OpenAI presentó una nueva herramienta de ChatGPT enfocada en el sector salud que permitirá a usuarios en Estados Unidos conectar su información médica para recibir apoyo en la comprensión y seguimiento de su historial clínico. El anuncio, sin embargo, coincidió con una demanda por presunta negligencia contra la empresa y su director ejecutivo, Sam Altman, luego de que un usuario asegurara que el chatbot lo desalentó de buscar atención médica.
La nueva función, denominada Health, busca convertir a ChatGPT en un asistente para el manejo de información médica personal.
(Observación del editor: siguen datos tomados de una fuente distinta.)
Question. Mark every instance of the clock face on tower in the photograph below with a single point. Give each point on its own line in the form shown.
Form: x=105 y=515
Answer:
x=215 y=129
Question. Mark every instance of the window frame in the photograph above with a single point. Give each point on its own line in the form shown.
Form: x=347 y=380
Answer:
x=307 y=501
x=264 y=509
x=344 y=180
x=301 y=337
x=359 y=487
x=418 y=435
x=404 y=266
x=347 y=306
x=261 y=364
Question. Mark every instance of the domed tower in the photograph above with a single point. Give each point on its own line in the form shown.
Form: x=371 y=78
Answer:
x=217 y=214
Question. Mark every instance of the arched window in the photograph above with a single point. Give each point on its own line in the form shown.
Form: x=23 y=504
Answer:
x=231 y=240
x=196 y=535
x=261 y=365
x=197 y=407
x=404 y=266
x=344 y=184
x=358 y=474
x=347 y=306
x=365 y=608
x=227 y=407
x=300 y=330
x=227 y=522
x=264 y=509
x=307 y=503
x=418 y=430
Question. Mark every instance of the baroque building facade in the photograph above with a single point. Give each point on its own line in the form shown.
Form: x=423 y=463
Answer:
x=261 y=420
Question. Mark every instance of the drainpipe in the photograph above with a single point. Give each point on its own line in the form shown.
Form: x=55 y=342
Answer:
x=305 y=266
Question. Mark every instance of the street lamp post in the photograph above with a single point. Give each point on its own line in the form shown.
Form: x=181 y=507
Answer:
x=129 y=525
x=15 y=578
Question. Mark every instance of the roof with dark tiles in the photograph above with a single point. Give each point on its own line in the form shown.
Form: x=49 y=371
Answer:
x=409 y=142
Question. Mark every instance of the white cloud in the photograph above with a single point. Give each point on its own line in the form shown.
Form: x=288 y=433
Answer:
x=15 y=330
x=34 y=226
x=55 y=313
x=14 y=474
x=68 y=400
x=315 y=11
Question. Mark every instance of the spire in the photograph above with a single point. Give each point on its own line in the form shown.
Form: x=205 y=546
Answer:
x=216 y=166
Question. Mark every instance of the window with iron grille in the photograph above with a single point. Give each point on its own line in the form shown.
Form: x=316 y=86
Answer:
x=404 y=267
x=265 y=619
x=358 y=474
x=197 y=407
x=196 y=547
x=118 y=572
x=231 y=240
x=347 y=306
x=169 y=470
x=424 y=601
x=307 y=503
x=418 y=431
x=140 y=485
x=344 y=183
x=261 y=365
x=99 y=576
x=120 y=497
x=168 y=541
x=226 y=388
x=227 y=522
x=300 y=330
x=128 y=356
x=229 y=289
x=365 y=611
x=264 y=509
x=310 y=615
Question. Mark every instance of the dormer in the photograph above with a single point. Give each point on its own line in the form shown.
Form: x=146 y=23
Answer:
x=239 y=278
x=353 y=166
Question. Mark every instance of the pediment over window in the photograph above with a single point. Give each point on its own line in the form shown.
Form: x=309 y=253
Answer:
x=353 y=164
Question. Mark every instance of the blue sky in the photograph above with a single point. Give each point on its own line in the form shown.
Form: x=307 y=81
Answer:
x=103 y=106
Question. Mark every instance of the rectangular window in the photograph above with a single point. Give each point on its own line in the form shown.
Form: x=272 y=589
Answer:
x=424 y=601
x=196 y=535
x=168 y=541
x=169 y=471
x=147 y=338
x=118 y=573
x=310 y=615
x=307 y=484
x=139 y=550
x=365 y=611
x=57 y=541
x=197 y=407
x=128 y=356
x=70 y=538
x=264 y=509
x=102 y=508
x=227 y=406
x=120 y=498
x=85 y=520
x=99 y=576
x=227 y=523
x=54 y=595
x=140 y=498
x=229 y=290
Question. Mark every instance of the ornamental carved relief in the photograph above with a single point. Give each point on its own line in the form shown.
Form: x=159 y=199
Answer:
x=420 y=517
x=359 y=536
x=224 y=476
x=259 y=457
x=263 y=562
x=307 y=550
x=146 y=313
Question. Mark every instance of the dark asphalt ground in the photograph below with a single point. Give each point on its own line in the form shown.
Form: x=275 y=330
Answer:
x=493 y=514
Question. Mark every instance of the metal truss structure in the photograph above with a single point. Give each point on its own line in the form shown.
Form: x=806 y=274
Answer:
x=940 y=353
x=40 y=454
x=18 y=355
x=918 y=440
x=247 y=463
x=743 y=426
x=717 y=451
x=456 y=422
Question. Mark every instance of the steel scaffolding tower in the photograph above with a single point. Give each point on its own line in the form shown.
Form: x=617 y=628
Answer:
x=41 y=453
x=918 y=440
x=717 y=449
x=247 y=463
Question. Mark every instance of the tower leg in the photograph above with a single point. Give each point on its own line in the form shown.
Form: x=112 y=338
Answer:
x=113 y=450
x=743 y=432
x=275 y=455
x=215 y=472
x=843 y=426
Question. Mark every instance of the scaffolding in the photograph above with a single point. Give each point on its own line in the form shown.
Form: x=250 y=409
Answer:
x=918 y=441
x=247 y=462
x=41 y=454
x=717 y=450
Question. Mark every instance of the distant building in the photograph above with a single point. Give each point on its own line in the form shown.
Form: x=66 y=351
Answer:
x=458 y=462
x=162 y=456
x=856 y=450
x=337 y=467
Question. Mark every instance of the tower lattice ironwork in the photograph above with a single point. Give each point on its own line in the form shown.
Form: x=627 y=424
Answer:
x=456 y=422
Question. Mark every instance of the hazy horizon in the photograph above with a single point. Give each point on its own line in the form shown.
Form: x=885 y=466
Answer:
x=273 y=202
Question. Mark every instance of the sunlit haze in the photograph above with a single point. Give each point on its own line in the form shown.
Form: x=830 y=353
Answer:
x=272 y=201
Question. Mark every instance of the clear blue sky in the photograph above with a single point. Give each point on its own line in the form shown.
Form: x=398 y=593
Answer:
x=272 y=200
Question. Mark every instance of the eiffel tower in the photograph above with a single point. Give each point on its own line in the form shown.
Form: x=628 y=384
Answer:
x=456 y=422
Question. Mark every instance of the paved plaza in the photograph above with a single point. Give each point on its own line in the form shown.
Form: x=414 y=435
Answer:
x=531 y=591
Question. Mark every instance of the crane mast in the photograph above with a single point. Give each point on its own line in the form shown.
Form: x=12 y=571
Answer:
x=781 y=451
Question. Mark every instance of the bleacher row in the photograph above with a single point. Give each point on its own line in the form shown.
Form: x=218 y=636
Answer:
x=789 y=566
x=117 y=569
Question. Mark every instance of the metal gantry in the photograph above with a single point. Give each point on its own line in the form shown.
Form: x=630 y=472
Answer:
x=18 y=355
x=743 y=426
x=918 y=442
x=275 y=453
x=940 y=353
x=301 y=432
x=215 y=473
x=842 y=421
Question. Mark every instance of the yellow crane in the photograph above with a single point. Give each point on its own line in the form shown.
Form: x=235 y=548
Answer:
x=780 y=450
De acuerdo con OpenAI, los usuarios podrán vincular sus registros de salud para analizar la evolución de estudios clínicos, comparar nuevos resultados con exámenes anteriores, obtener resúmenes de los cambios registrados desde su última consulta y explorar la relación entre factores como el sueño, la actividad física y otros hábitos cotidianos.
La compañía explicó que la herramienta está diseñada para facilitar la comprensión de información médica, aunque no sustituye el diagnóstico ni la atención proporcionada por profesionales de la salud. En esta primera etapa, la función estará disponible únicamente para usuarios en Estados Unidos.
El lanzamiento ocurre mientras OpenAI enfrenta una demanda presentada por un usuario que acusa a la empresa y a Sam Altman de negligencia. Según la denuncia, el demandante consultó a ChatGPT por los síntomas de una enfermedad y sostiene que las respuestas del sistema lo convencieron de no acudir a recibir atención médica, una decisión que, afirma, puso en riesgo su vida.
Aunque los detalles del proceso judicial aún no se han dado a conocer en su totalidad, el caso vuelve a colocar bajo escrutinio el uso de la inteligencia artificial en temas relacionados con la salud y los límites de este tipo de herramientas cuando son utilizadas para resolver dudas médicas.